La sensibilità

 


Fin da bambino capì che la sensibilità è una forza, non una debolezza. «Lev ha sempre avuto il dono – disse sua cugina Aleksandra – di sentire tutto con una forza sconvolgente.» Gli piaceva ascoltare il vento, sentire il cuore delle cose e delle persone, catturarne l’anima. Solo chi conosce la delicatezza sa cos’è la vera forza. Perché lì c’è verità, lì c’è dolcezza, lì c’è sensibilità, lì c’è ancora amore. Essere sensibili vuol dire vivere dieci, cento, mille vite ogni giorno. Quando sei sensibile non puoi fregartene o lasciar perdere. E lui non lo fece mai. 

Nel corso della sua vita fece esperienza di ogni cosa, conobbe la fama, il successo, la ricchezza, scrisse migliaia di pagine tra romanzi, racconti, opuscoli e pamphlet, si sposò, ebbe tredici figli; fu uno scrittore, un editore, un marito, un padre e un profeta. «Ma tutto ciò che io capisco,» disse una volta, «lo capisco solamente perché amo.» Tolstoj era un conte, era uno degli uomini più ricchi del suo paese, eppure rinunciò agli abiti da signore, al lusso, ai suoi privilegi, per condurre una vita semplice, regalando ciò che possedeva a chi ne aveva bisogno. 

«Non parlatemi di religione, di carità, di amore,» era solito dire, «ma fatemi vedere la religione nelle vostre azioni.» 

Tolstoj fu anche il primo teorico della non-violenza, predicò la fratellanza tra i popoli e le sue idee ispirarono un’altra grande figura del ventesimo secolo, Mahatma Gandhi. Fino al giorno della sua morte continuò ad aiutare gli altri, ecco perché molti dissero che era pazzo. 
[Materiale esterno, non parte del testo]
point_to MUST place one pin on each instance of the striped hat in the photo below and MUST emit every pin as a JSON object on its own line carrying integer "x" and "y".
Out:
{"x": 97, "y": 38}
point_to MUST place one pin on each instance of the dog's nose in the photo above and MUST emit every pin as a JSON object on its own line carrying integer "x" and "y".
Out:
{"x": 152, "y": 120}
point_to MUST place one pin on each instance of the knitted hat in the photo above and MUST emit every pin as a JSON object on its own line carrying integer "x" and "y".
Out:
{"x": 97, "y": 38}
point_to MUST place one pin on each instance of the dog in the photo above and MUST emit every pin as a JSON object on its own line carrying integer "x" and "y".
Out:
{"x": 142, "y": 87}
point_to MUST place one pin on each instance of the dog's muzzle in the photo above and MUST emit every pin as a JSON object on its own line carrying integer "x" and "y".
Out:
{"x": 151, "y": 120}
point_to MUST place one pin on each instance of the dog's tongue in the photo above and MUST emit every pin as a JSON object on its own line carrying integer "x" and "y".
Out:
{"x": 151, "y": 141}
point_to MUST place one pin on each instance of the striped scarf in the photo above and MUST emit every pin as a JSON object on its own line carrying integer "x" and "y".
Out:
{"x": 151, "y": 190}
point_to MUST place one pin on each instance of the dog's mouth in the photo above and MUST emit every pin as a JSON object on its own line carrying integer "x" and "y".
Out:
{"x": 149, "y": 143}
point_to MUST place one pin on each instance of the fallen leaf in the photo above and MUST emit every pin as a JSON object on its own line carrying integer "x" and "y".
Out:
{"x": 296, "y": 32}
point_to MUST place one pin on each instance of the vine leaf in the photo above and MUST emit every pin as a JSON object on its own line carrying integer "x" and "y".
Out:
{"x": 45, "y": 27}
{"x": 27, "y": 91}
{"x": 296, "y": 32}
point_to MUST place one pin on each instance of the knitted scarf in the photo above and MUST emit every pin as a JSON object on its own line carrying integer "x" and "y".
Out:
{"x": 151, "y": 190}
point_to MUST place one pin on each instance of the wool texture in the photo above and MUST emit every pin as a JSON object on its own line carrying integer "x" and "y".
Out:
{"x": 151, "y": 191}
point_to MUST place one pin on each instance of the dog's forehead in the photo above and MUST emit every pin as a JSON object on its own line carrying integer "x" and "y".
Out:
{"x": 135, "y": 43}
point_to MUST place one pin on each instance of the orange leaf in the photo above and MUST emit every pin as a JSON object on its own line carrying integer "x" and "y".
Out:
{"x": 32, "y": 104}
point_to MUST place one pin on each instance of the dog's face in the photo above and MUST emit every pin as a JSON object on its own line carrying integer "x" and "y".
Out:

In un mondo dove conta soltanto l’avere, il possedere le cose e perfino le persone, dove tutti  vogliono prendere, ma nessuno sa dare, Tolstoj sembrava pazzo.

Un giorno un suo vecchio amico, che al contrario di Tolstoj viveva negli agi e nel lusso, gli disse: «a che scopo fai tutto questo? Che ti importa degli altri? Dovresti pensare a te stesso». 

Al che Tolstoj gli rispose: «se senti dolore, sei vivo, ma se senti il dolore degli altri, sei umano.»